Herrera’s arrest was a direct result of a hospital reporting an abortion to law enforcement. The same is true for the vast majority of people arrested for self-managed abortion, miscarriage or stillbirth, Perritt said.

Most people do not need to see a doctor or go to a hospital when taking medication to induce an abortion. They can complete the procedure in the privacy of their homes. But for those who do need medical care, fear of arrest should not be a deterrent, she said.

Last year, the American Public Health Association published the results of a survey of more than 7,000 women, showing that self-managed abortion was nearly three times more prevalent among Black women than White women and somewhat higher among Hispanic women. According to the public health association, the results indicate that women of color “may face heightened barriers to accessing clinical care or prefer self-managed abortion due to experiences of stigma, discrimination, and structural racism.”

Major medical organizations, including the American Medical Association and the American College of Obstetricians and Gynecologists, have decried the criminalization of pregnant people for abortion and warned medical professionals not to report a patient for the loss of a pregnancy, which they say violates privacy laws and medical ethics.

Despite recent declines in the total number of abortions, due in part to increased access to contraception, nearly 1 in 4 women in the United States will have an abortion by age 45, according to research organization the Guttmacher Institute, which advocates for abortion rights. Medical abortions accounted for more than half of all abortions in 2020, according to a Guttmacher report published in March.

As medication abortions have risen, so have state laws attempting to limit their availability. April Lockley, medical director of the Miscarriage and Abortion Hotline, said her organization was founded to help women manage the process on their own. Recently, she said, the group has been fielding a growing number of calls from women who are unsure whether medication abortion remains legal in their state.

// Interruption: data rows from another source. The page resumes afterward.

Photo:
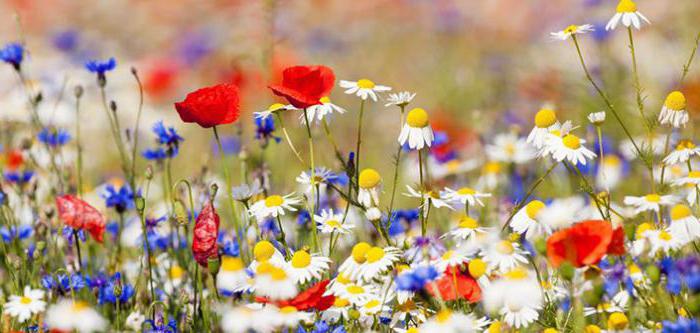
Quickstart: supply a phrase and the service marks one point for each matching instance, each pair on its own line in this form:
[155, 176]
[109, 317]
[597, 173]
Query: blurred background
[478, 67]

In Texas, Republican Gov. Greg Abbott signed a law that took effect Dec. 2, making it a felony to provide the pills after seven weeks into a pregnancy or to ship the pills through the mail.

The rise in medication abortions, combined with more aggressive state abortion bans in the last two years, spells increasing risk of arrest and prosecution for people who self-induce abortion, said Farrah Diaz-Tello, senior council and legal director of If/When/How, a group of national advocates for reproductive justice that represented Herrera in the recent Texas case.

“Increasingly strict state regulation of abortion providers has driven many providers out of business. That train has left the station, and it isn’t coming back,” Diaz-Tello said. “More people are going to be self-managing abortions, and more people are going to be criminalized for it.”